A few hundred feet ahead, cars were stopped all across four travel lanes. The accident took up part of the slow lane and part of the breakdown lane, leaving a narrow gap between a dented Ford and the guardrail. The occupants of the two cars had moved things to the far side of the guardrail, where a small knot of people had clustered and appeared to be arguing over paperwork.
“Hang on!” Making a snap decision, the only one she could make, Raine stood on the brakes, slowed the truck to a crawl and dropped it into four-wheel drive while the sedan’s driver closed the gap with merciless speed. Then she hit the gas, slalomed between two slowing buses and changed lanes with mere feet to spare.
She aimed for the gap between the accident and the guardrail, leaned on the horn and prayed.
Other horns blared. Tires squealed, then stopped squealing as the moving traffic passed into the snow squall and the surface beneath the tires went from black to white. From traction to none.
Raine felt the truck skid and steered into the motion, hoping it would be enough. She heard Max fire three times in rapid succession. They were going nearly forty when she threaded the gap between the disabled car and the guardrail, fifty by the time she’d steered back into the travel lanes, where the other cars were creepy-crawling in the snow.
“Hang on, baby, hang on!” she chanted to the truck, feeling the wheels spin and bite.
Max aimed. Fired. And made a low sound of satisfaction. “Gotcha.”
Raine glanced in the rearview mirror just in time to see the silver car swerve across the two higher speed lanes, listing on a flat tire. It bounced off the Jersey barriers that separated the south and northbound lanes of I-95, and ricocheted back into the middle lane, directly into the path of a lumbering casino bus.
The bus clipped the sedan’s rear corner, sending it caroming back across the slower lanes. The car skidded sideways and fetched up against the guardrail, then was lost to sight as the highway curved and Raine and Max fled down the nearly empty road.
A few miles later, he pulled out the disposable phone. “Here goes nothing.” He punched in a number and waited, tension vibrating through his frame. After a moment, his breath whooshed out. “Ike. Thank God. Listen good and listen fast. I think they’re tracking the phones-I don’t know how, but the signal is compromised. Dump yours and run. Take the weekend away like you planned, but do it somewhere else. No reservations, no trail. Use cash. Leave me a hint at the usual place. And be careful.”

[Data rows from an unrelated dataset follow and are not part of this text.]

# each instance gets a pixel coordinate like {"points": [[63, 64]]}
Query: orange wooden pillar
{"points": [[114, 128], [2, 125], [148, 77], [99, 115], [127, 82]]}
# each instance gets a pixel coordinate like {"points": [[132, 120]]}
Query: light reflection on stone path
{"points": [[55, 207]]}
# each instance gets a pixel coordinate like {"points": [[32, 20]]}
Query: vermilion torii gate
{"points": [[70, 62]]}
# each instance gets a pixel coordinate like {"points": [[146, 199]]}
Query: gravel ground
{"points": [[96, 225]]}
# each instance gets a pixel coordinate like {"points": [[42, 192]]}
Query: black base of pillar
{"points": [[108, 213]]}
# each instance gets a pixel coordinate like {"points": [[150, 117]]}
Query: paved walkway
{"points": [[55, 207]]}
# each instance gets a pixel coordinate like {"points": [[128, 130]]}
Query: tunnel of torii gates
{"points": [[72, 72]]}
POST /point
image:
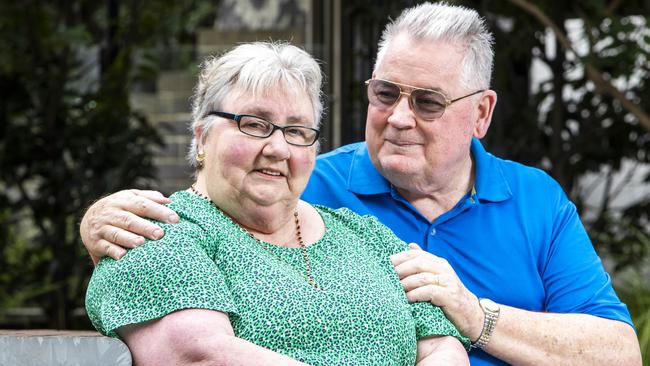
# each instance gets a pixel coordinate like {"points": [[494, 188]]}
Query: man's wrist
{"points": [[491, 311]]}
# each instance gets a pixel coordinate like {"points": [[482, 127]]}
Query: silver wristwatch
{"points": [[491, 311]]}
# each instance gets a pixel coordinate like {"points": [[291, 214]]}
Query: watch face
{"points": [[490, 305]]}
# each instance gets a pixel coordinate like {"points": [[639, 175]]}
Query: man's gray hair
{"points": [[450, 23], [257, 68]]}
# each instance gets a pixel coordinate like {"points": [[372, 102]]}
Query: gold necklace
{"points": [[303, 248]]}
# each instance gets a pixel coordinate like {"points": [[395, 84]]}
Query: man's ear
{"points": [[200, 137], [485, 109]]}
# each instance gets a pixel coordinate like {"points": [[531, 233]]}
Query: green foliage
{"points": [[69, 135]]}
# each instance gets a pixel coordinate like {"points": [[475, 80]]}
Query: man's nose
{"points": [[402, 115]]}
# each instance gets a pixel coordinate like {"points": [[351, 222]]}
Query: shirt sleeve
{"points": [[574, 277], [429, 319], [156, 279]]}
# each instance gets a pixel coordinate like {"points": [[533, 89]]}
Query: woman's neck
{"points": [[274, 224]]}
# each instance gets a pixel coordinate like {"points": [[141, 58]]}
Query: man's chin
{"points": [[397, 165]]}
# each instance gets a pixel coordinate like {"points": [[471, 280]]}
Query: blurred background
{"points": [[94, 98]]}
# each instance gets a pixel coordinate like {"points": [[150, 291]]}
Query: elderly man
{"points": [[503, 250]]}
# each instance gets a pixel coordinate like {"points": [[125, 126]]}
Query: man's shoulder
{"points": [[523, 175]]}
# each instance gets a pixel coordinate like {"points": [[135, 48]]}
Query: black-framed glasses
{"points": [[426, 103], [259, 127]]}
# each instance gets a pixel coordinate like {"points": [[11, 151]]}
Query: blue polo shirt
{"points": [[515, 239]]}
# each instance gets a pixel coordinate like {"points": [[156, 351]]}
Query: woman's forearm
{"points": [[195, 337], [219, 349], [441, 350]]}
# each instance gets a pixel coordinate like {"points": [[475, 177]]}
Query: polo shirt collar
{"points": [[490, 182], [490, 185], [363, 177]]}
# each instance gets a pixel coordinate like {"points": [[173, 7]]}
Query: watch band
{"points": [[491, 311]]}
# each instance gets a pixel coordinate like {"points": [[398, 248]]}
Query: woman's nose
{"points": [[276, 146]]}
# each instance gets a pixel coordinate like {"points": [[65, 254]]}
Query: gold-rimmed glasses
{"points": [[426, 103]]}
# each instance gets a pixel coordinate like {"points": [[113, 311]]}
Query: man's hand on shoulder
{"points": [[119, 221]]}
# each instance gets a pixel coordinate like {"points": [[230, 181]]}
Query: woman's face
{"points": [[241, 171]]}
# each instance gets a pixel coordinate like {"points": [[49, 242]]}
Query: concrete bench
{"points": [[53, 348]]}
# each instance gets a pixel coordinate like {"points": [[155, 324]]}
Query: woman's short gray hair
{"points": [[258, 68], [454, 24]]}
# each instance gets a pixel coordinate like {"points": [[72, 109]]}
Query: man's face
{"points": [[412, 153]]}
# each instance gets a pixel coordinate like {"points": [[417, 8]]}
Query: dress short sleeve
{"points": [[156, 279], [429, 319]]}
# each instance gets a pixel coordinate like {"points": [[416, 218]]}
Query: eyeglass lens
{"points": [[427, 104], [296, 135]]}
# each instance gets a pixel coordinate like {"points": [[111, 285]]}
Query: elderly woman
{"points": [[252, 274]]}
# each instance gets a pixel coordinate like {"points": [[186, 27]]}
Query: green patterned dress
{"points": [[360, 317]]}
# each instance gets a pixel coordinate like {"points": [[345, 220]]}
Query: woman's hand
{"points": [[116, 222], [426, 277]]}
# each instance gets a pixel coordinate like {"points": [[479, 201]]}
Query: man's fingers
{"points": [[152, 195], [402, 257], [425, 293], [420, 280], [127, 229], [414, 246], [143, 206], [418, 264], [105, 248]]}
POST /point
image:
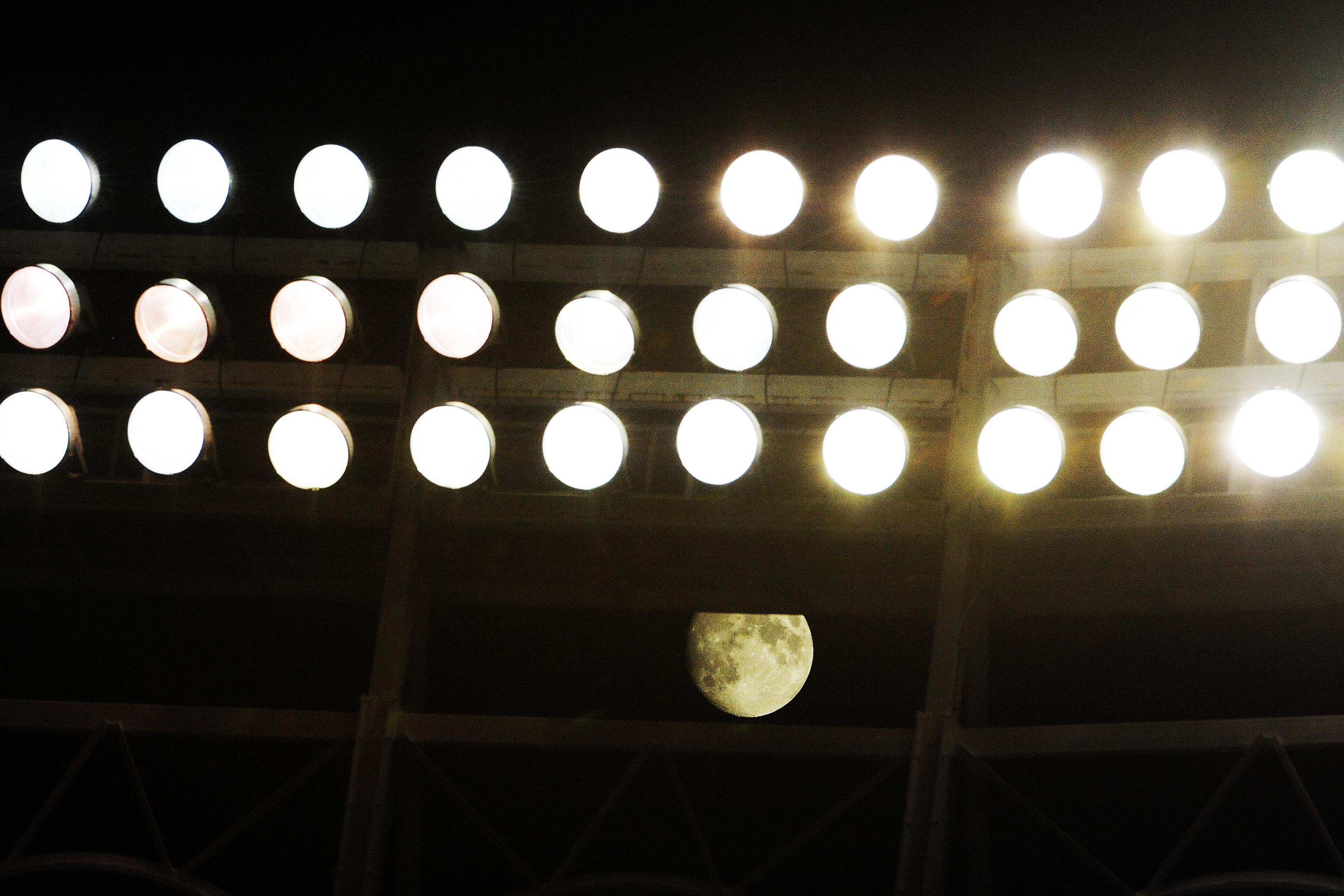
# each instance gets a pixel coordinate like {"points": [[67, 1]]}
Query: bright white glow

He ended the call, rolled down the window and tossed the phone.
“Ike can look out for herself,” Raine said, wanting to ease the grim expression on his face.
Without looking at her, he reached across the bench seat, took her hand and squeezed. “That’s right. And we’ll look out for each other. The Nine aren’t going to know what hit them.”
THEY DROVE ANOTHER HOUR in silence before Raine pulled the truck off the highway and into a crowded motel parking lot. “Are we ditching the truck or keeping it?”
“We’ll have to keep it,” Max answered. “I’m getting low on cash, and I don’t think we want to add grand theft auto to our laundry list. At least not until we’re sure what we’re dealing with.”
“Sounds like a plan.” Raine parked in a far corner, away from the lights, backing into the spot so the shattered rear slider wasn’t so obvious. “We should plan to be up and out before dawn tomorrow.” She grabbed the duffel bag out of the truck, tossed Max his jacket, pocketed the keys and slammed the driver’s door. “Let’s go check in.”